I'm currently in Antwerp - the first time I've set foot on the continent since 2019, and that was only to change planes. I'm in a hotel near city's impressive basilica of a railway station, with an anchovy-laden pizza decocting quietly in my stomach. It's only a brief visit, though, to give a lecture; tomorrow, back to Birmingham and thence Bristol.

It's really embarrassing a) how little I find I'm able to use French (I never had Flemish) and b) how little it matters, everyone else being fluent in English. I seem to have the kind of brain that can only hold one foreign language at a time, and of course that's currently Japanese. I thought I was doing okay when I arrived at the hotel and introduced myself as Catherine Butler in a half-decent accent, but then heard myself add involuntarily, "desu" - a real confidence knocker.

Actually, most of the French I need is hidden somewhere in my head, but to get at it I need to heave the Japanese out of the way, and more often than not a residual layer of German too - and by then the moment's passed. A few seconds too late, I remember what it was I wanted to say, but now it's no more than a case of l'esprit d'escalier.

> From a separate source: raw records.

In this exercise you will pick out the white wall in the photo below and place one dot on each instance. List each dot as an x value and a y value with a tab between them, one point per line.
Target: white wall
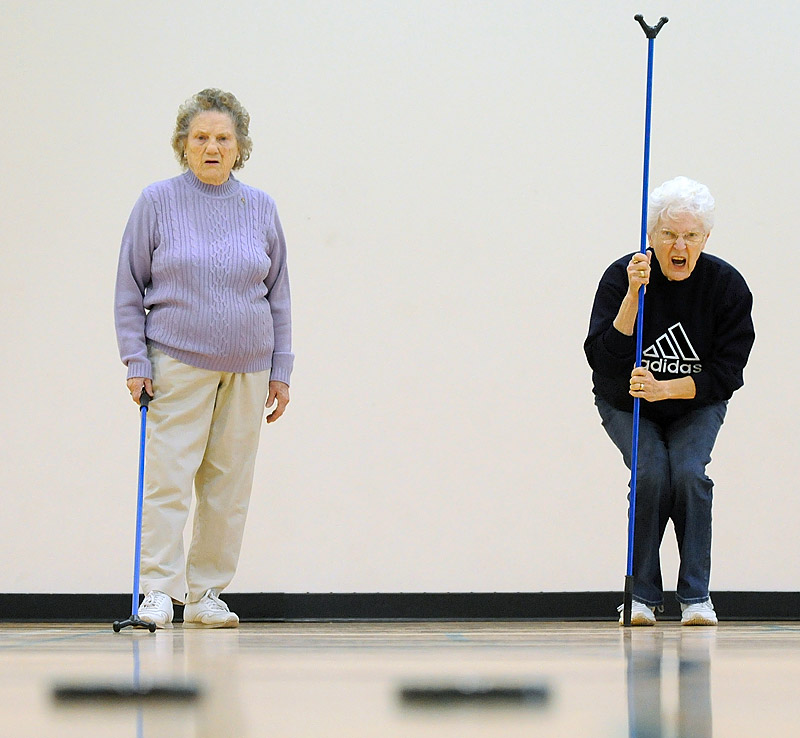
453	177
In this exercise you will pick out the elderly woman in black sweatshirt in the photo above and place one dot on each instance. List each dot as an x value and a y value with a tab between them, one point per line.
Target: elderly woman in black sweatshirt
697	337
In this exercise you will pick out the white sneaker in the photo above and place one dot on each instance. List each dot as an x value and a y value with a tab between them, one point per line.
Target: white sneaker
156	608
701	613
641	614
209	612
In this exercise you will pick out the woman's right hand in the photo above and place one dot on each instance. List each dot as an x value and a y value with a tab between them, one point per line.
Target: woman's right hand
638	272
135	385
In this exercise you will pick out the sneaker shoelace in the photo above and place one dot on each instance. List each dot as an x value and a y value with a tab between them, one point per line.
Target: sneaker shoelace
154	599
213	602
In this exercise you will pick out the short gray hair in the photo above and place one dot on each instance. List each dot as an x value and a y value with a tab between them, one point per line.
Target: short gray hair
213	99
677	196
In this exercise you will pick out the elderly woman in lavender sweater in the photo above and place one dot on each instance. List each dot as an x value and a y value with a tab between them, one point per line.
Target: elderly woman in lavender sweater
203	323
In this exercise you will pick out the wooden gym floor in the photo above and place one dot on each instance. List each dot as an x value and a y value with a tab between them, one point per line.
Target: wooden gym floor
344	679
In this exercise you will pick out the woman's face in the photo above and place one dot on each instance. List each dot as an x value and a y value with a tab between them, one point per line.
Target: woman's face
211	146
678	243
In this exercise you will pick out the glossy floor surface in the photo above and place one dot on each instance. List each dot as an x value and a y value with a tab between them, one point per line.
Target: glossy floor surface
346	679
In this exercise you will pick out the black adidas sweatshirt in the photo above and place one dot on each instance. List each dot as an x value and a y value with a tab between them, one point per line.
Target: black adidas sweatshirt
700	326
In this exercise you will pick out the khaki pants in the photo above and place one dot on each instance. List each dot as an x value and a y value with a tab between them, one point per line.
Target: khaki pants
202	429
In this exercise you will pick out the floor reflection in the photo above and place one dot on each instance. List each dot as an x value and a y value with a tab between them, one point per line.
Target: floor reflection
208	657
645	664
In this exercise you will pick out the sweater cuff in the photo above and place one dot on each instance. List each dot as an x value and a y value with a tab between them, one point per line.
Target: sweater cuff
140	369
282	365
617	343
702	386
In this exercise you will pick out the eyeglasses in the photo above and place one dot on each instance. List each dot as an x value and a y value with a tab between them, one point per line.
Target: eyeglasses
693	238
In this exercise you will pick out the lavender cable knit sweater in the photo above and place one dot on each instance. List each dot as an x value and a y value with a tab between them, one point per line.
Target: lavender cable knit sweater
202	276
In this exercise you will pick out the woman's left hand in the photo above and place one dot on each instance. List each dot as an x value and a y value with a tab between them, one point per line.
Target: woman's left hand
278	392
645	386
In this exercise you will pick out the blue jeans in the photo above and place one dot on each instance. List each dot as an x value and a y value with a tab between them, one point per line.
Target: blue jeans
671	483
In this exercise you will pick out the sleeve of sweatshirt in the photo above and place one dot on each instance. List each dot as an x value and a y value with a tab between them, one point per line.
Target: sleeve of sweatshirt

The irony isn't lost on me.
heleninwales: (Default)

[personal profile] heleninwales 2022-11-07 11:08 am (UTC)(link)
If you're using more than one (or two) languages all the time, the brain keeps them all current and will happily switch between them. But if you learn them sequentially and only use one non-native language at a time, the previous ones seem to go dormant. Not that I ever could speak French, but it's well buried now, but I'm doing OK learning a bit of Spanish while using Welsh and English every day.